CIDuty/How To/Tree Closure
Contents
How do I schedule a downtime?
Whenever Sheriffs/RelEng/IT/WebDev wants a tree-closing downtime because of a infra issue, they should contact the CiDuty person of the day in #ci, by email or preferably by putting exact wording they'd like in the downtime notice as it relates to their bug, and then nominating the bug using the "needs-treeclosure?" flag.
Once we know that we want to close the tree(s), head to: https://mozilla-releng.net/treestatus login select the tree(s) to be closed and add a note with the bug number, then update the tree to the correct status (open/closed).

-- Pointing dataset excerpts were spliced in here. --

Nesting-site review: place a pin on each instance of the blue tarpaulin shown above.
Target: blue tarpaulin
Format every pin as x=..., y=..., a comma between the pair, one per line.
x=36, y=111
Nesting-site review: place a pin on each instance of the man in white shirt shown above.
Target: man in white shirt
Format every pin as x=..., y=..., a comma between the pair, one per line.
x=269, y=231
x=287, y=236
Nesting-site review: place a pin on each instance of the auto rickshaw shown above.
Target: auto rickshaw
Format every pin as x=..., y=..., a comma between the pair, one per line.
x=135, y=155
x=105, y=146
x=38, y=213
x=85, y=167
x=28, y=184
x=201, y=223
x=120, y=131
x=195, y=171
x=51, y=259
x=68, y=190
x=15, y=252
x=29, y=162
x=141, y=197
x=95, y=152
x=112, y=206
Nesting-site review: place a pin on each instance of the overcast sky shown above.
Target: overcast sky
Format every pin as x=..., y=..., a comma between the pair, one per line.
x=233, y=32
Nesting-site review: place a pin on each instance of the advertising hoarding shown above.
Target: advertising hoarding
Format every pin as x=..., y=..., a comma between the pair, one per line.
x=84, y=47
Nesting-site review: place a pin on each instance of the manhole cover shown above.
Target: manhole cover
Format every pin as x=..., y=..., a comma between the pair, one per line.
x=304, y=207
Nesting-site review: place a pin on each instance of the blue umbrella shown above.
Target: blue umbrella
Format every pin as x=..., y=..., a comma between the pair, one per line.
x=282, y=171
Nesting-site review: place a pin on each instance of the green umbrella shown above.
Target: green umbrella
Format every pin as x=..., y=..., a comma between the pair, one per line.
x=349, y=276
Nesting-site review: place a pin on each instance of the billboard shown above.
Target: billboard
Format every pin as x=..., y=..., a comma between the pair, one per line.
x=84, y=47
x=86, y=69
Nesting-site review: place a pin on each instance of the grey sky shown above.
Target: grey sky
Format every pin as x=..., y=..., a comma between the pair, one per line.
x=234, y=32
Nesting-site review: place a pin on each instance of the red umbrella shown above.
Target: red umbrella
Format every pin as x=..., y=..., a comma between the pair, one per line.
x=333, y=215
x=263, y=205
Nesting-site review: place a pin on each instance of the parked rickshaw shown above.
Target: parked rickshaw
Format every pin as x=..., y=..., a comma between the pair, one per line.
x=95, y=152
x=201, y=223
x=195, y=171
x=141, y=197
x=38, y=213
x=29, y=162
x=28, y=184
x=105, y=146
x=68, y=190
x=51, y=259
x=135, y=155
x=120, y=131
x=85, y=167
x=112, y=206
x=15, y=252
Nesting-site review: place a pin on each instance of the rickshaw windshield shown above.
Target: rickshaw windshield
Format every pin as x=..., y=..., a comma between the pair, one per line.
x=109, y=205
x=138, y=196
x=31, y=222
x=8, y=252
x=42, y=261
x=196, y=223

When do we close the trees
- Infra related issue:
- Error code 500 (server load)
- HG Issues (cloning issues, timeouts)
- HDD problems (space, I/O)
- Pending Tasks keep raising (Indicator for another problems, such as BBB not working properly)
When planning a downtime, CiDuty should consider:
- the urgency of the work
- what other work, if any, can be safely done in the same downtime
Preparing for the downtime
- CiDuty will:
- Create a bug with the explanation why the tress get closed
- verify that the bug is assigned to the person who will actually be doing the work in the downtime
- for security sensitive work, be vague, but still include the bug# and vague description. (this reduces confusion about whether an item of work is in/out of a downtime).
Who do I notify, and when?
- Just After the trees got closed:
- Updated the #ci Channel topic and add " TREES CLOSED - BUG: XXXX " right after the LDAP username.
- Send notifications to: #ci, #sheriffs (if needed), #developers, about the Trees being closed.
- If new updates come from #sheriffs, #developers, #releng or anyone, make sure #ci is being constantly updated with the current status.
After the downtime
CiDuty will:
- reopen the trees
- verify with sheriff that trees open, all ok?
- update the bugs with status.
- send "TREE OPEN" announcements in #ci, #sheriffs, #developers
For any questions, or if you're not sure about a particular server, please check with |ciduty in #ci.
If possible, consolidate RelEng and IT downtimes that need tree closures to avoid the disruption of having two tree closures soon after each other. This is "nice to do", not a "requirement"; if it reduces risk by doing two separate downtimes, that's fine!